Wartet Papst Franziskus noch bis zu Dukas 80. Geburtstag? In Hauptstadtdiözesen ist das nicht ungewöhnlich. An Spekulationen über die Nachfolge in Prag mangelt es jedenfalls nicht. Imrich Gazda vom slowakischen Internetportal postoj (Standpunkt) legte dieser Tage eine tiefschürfende Analyse vor. Seine Diagnose: "Es fehlen Kader und Königsmacher".
Auf den ersten Blick scheine es so, als ob die lokalen Medien einen neuen böhmischen Primas intensiver suchten als der Vatikan. In der tschechischen Presse würden wiederholt drei Namen genannt: der Pilsner Bischof Tomas Holub (54), der Königgrätzer Bischof Jan Vokal (63) und der Erzabt des Benediktinerstifts Brevnov, Prokop Siostrzonek (64).
Der frühere päpstliche Nuntius in Prag, Erzbischof Diego Causero, habe einmal verlauten lassen, es gebe in der tschechischen Kirche "einen großen Mangel an Persönlichkeiten", was er als Folge des kommunistischen Regimes betrachtete, schreibt Gazda. Und Jaroslav Sebek, Kirchenhistoriker an der Tschechischen Akademie der Wissenschaften: Es gebe "verhältnismäßig genügend Kandidaten in der jüngeren Generation, während sie in der mittleren fehlen".
Ein "Königmacher"fehlt
Sebek, als anerkannter Kirchenanalytiker das tschechische Pendant zu Gazda in der Slowakei, habe auch darauf hingewiesen, dass es in Tschechien derzeit an einem "Königmacher" mangele, der sowohl den örtlichen kirchlichen Kontext als auch den Vatikan kennt. Während diese Rolle in der Slowakei lange Zeit dem demnächst 98-jährigen früheren Kurienkardinal Jozef Tomko zugefallen sei, habe sie in Tschechien der 2017 gestorbene Kölner Kardinal Joachim Meisner wahrgenommen. Meisner habe als Weihbischof in Erfurt, als Bischof von Berlin sowie später als Erzbischof von Köln lebendige Kontakte zur tschechischen Kirche gepflegt.
In Tschechien kommt laut Gazda hinzu, dass der bisherige Nuntius, Erzbischof Charles Balvo, der dank seiner tschechischen Sprachkenntnisse und einem früheren Wirken an der Prager Botschaft über ungewöhnlich gute Einsichten verfügte, Mitte Januar unerwartet nach Australien versetzt wurde.
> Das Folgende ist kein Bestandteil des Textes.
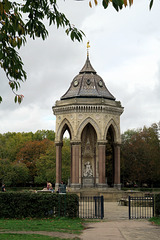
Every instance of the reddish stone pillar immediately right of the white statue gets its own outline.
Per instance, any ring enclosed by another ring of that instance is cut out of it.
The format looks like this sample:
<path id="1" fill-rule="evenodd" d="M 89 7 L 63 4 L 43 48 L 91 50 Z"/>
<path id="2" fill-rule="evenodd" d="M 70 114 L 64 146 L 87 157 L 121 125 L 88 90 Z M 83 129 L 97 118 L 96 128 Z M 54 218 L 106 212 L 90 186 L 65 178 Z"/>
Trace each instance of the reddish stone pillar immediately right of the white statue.
<path id="1" fill-rule="evenodd" d="M 98 142 L 99 188 L 106 188 L 106 142 Z"/>

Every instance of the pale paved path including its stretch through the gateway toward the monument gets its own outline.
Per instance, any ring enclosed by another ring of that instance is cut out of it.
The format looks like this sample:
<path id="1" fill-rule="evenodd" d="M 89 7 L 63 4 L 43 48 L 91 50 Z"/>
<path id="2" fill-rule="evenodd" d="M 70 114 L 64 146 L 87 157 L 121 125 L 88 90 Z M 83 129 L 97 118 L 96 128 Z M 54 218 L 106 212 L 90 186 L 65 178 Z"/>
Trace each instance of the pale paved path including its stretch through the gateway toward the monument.
<path id="1" fill-rule="evenodd" d="M 128 220 L 128 207 L 105 203 L 105 219 L 87 224 L 82 240 L 160 240 L 160 227 L 148 220 Z"/>

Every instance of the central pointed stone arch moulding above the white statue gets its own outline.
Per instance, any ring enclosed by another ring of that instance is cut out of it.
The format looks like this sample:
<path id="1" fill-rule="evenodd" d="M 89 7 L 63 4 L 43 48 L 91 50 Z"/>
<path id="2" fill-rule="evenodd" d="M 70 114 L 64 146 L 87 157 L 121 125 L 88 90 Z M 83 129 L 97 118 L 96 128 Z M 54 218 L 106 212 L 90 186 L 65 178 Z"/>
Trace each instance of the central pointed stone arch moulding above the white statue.
<path id="1" fill-rule="evenodd" d="M 85 128 L 85 126 L 87 124 L 91 124 L 92 127 L 94 128 L 96 134 L 97 134 L 97 139 L 101 139 L 101 130 L 98 126 L 98 124 L 90 117 L 86 118 L 79 126 L 78 130 L 77 130 L 77 139 L 80 140 L 81 139 L 81 134 L 83 129 Z"/>

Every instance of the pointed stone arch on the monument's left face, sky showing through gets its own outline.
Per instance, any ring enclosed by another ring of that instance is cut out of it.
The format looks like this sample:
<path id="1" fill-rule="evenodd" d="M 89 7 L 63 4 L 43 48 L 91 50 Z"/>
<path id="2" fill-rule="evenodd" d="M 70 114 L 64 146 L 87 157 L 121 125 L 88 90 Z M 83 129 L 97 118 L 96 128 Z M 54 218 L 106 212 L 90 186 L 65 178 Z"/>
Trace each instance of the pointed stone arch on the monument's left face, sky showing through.
<path id="1" fill-rule="evenodd" d="M 58 130 L 57 130 L 57 141 L 62 141 L 64 132 L 68 130 L 70 135 L 70 140 L 73 138 L 73 128 L 68 119 L 63 119 Z"/>

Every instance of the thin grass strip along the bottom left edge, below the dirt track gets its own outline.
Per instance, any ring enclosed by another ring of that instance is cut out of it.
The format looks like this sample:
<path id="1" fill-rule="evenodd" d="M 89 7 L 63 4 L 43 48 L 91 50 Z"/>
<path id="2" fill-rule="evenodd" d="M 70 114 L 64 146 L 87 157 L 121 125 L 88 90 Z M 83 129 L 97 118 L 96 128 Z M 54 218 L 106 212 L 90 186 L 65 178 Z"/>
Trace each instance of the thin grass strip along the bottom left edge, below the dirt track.
<path id="1" fill-rule="evenodd" d="M 24 235 L 24 234 L 11 234 L 11 233 L 0 234 L 0 239 L 1 240 L 70 240 L 69 238 L 64 239 L 64 238 L 58 238 L 58 237 L 42 236 L 38 234 Z"/>

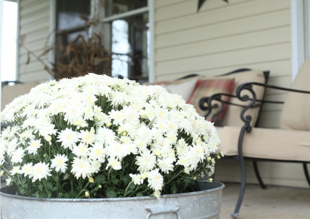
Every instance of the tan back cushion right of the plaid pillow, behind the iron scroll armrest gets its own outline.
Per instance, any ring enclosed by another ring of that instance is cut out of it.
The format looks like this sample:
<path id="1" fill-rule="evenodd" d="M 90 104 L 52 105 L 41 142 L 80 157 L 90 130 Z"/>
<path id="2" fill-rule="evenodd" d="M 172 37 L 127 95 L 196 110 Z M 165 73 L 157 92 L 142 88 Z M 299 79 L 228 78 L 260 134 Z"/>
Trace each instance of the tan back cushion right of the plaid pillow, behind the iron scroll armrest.
<path id="1" fill-rule="evenodd" d="M 232 89 L 232 94 L 236 95 L 236 90 L 237 87 L 245 82 L 258 82 L 258 83 L 265 83 L 265 77 L 263 71 L 259 70 L 252 70 L 252 71 L 244 71 L 244 72 L 238 72 L 238 73 L 233 73 L 230 75 L 225 75 L 225 76 L 220 76 L 216 77 L 217 79 L 226 79 L 226 78 L 234 78 L 235 79 L 235 84 Z M 257 99 L 262 99 L 264 95 L 265 88 L 261 86 L 253 86 L 253 90 L 255 91 L 256 98 Z M 248 94 L 250 98 L 252 98 L 252 94 L 244 90 L 241 92 L 241 95 Z M 238 100 L 237 98 L 230 98 L 229 102 L 231 103 L 236 103 L 236 104 L 242 104 L 242 105 L 247 105 L 250 103 L 250 101 L 243 102 L 241 100 Z M 243 126 L 244 122 L 240 118 L 240 113 L 242 111 L 243 107 L 238 107 L 238 106 L 233 106 L 229 105 L 227 107 L 226 114 L 221 122 L 221 126 Z M 248 109 L 245 113 L 245 116 L 250 115 L 252 116 L 252 120 L 250 122 L 250 125 L 254 126 L 257 119 L 258 119 L 258 114 L 259 114 L 259 107 L 255 107 L 252 109 Z"/>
Gerade der Nuntius händele aber die erste Phase der Auswahl neuer Bischöfe; er konsultiere den einheimischen Klerus und Laien sowie die anderen Bischöfe, um der römischen Bischofskongregation die "Terna" zu unterbreiten, also die Namen dreier möglicher Kandidaten.
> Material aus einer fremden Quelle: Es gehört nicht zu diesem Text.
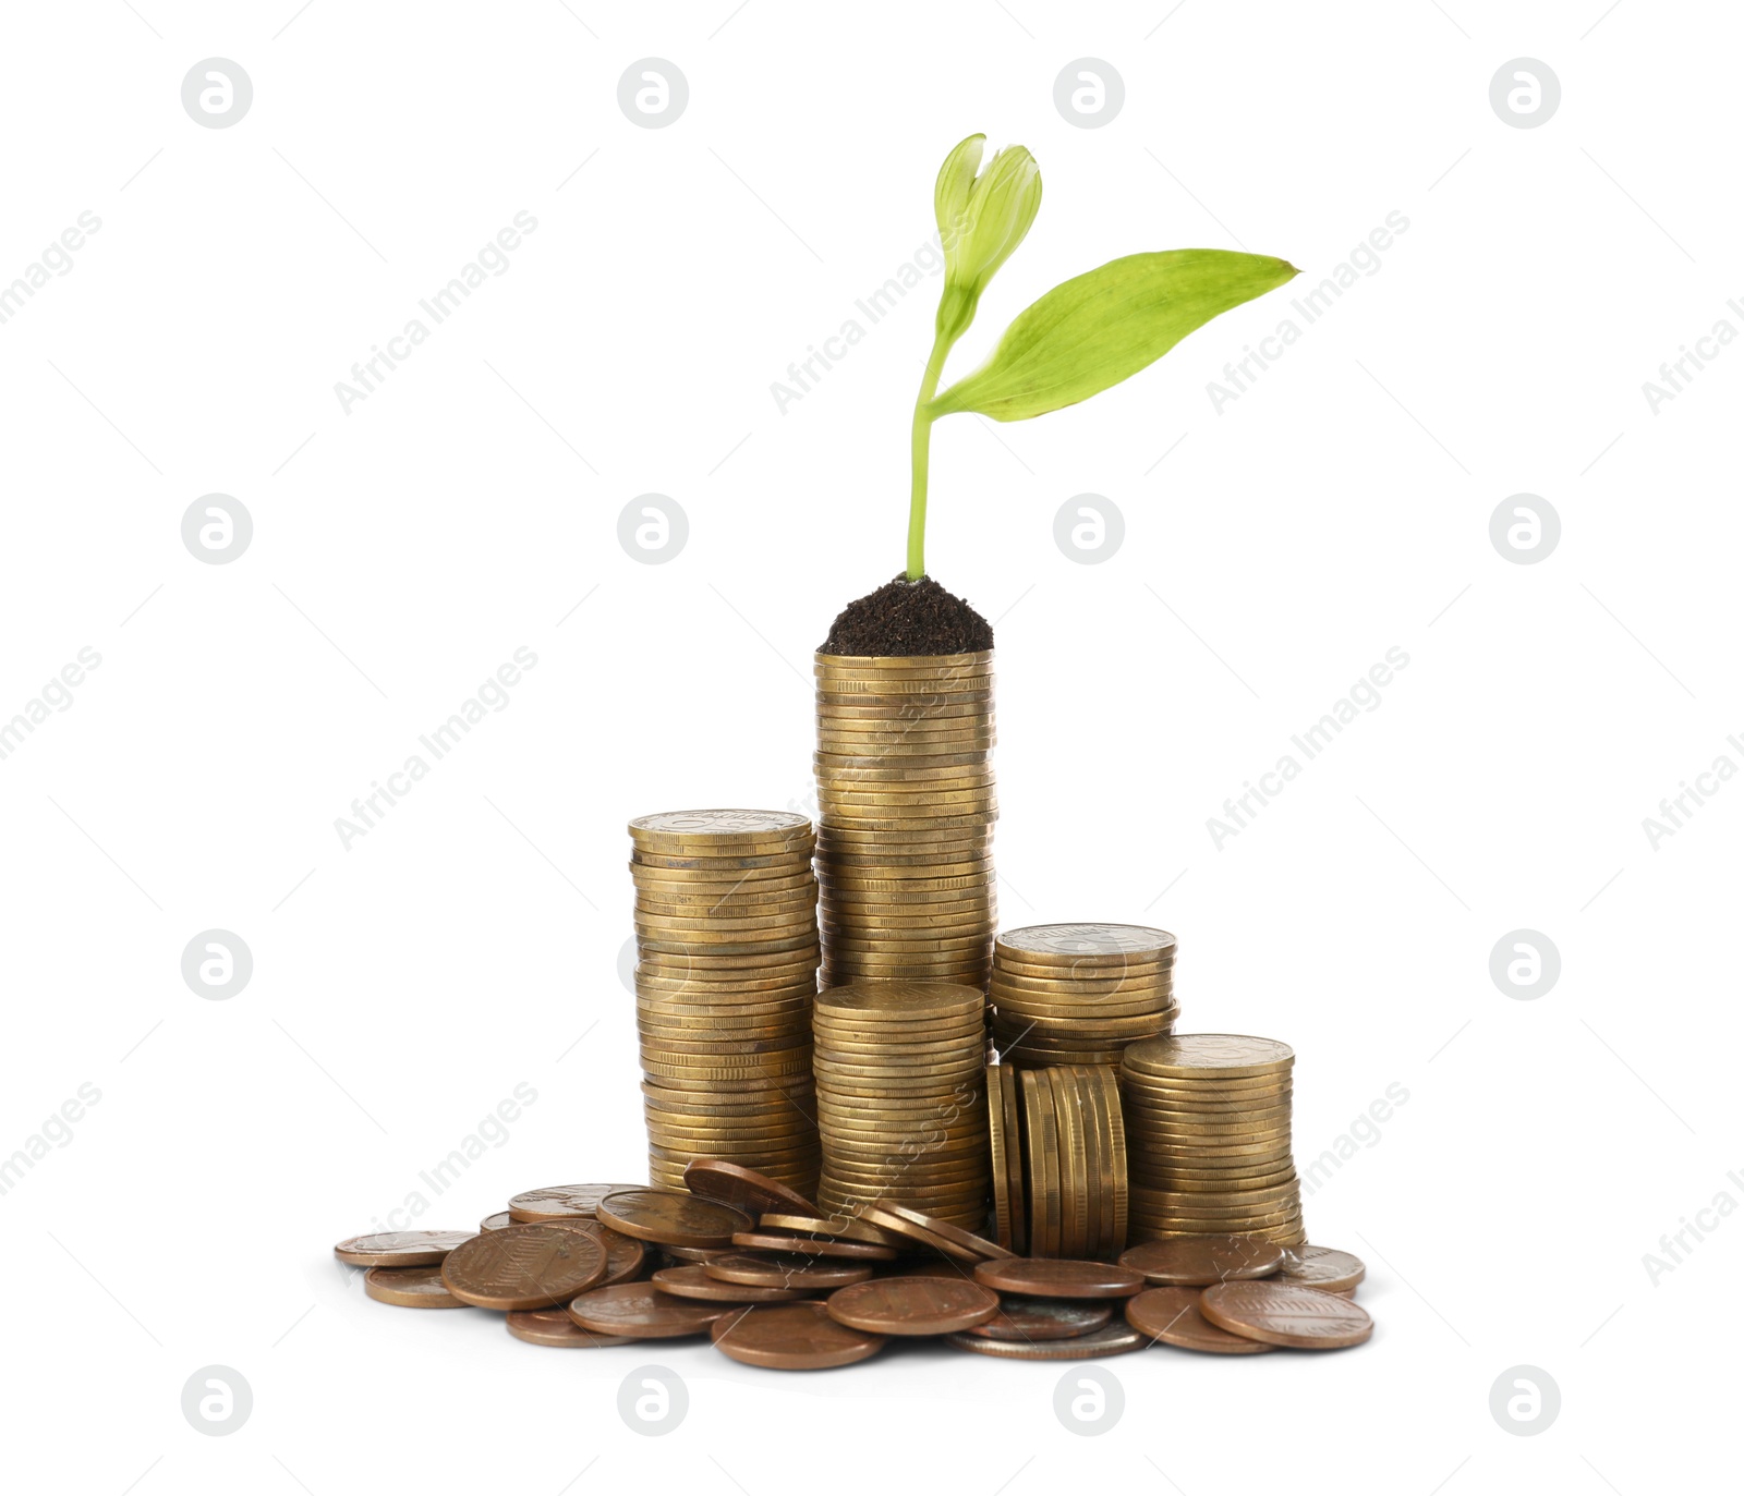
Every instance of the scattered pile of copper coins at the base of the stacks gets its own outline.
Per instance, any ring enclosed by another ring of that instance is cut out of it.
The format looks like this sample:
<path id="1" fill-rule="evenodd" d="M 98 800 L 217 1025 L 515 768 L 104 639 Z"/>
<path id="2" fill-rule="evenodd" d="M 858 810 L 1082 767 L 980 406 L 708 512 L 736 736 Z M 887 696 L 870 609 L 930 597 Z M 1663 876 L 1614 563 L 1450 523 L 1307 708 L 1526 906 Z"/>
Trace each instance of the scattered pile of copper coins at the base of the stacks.
<path id="1" fill-rule="evenodd" d="M 776 1370 L 851 1365 L 916 1339 L 1006 1360 L 1088 1360 L 1155 1344 L 1338 1350 L 1373 1332 L 1353 1302 L 1362 1262 L 1324 1247 L 1216 1236 L 1149 1241 L 1118 1264 L 1027 1259 L 889 1200 L 827 1221 L 731 1163 L 699 1159 L 687 1179 L 684 1191 L 528 1191 L 509 1214 L 539 1221 L 478 1236 L 389 1231 L 333 1252 L 368 1268 L 380 1302 L 494 1309 L 530 1344 L 708 1336 L 722 1355 Z"/>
Es sei fraglich, "ob im Fall des Prager Erzbischofs zumindest diese erste Phase abgeschlossen" sei, so Gazda. Dieselbe Frage stelle sich nach der Pensionierung des Nuntius in Bratislava, Erzbischof Giacomo Guido Ottonello, im Oktober 2021. In der Slowakei steht die Ernennung eines Bischofs in Spisska Kapitula an. Der damals schon schwer erkrankte Zipser Bischof Stefan Secka spendete im Juni 2020 Jan Kubos (55) die Bischofsweihe; seit Seckas Tod im Oktober amtiert der Weihbischof nun als Administrator der verwaisten Diözese.
Das Problem fehlender Kandidaten wird laut Gazda noch durch ein neues Phänomen ergänzt: Obwohl es auch im kirchlichen Bereich immer noch "Mitrose" gebe – also das Streben nach Karriere –, so hätten sich die "Ansprüche an das Bischofsamt in jüngster Zeit derart vervielfacht, dass angesprochene Priester nicht nur einmal eine Bischofsernennung ablehnen". Das sei gerade in Tschechien in den vergangenen Jahren mehrmals so gewesen. Papst Franziskus habe mit seiner Bevorzugung von "Hirten mit dem Geruch der Herde" neue Akzente gesetzt.
Viele Stühle zu besetzen
In Tschechien hat neben Duka auch der Brünner Bischof Vojtech Cikrle 2021 die Altersgrenze von 75 Jahren überschritten. 2023 werden drei weitere Ordinarien der insgesamt neun Diözesen ihren altersbedingten Amtsverzicht anbieten: Ladislav Hucko (Prager Exarch der griechisch-katholischen Kirche), Jan Graubner (Erzbischof von Olomouc/Olmütz) und Jan Baxant (Litomerice/Leitmeritz). Nach dem Tod von Frantisek Lobkowicz am 17. Februar muss der Papst zudem den Bischofsstuhl von Ostrava-Opava (Ostrau-Troppau) neu besetzen.
Während in der Slowakei bereits die zweite Bischofsgeneration nach der Wende von 1989 stehe, durchlaufe der tschechische Episkopat den Generationswechsel erst in diesen Jahren, analysiert Gazda. Umso größeres Gewicht habe die "Auswahl neuer Gesichter".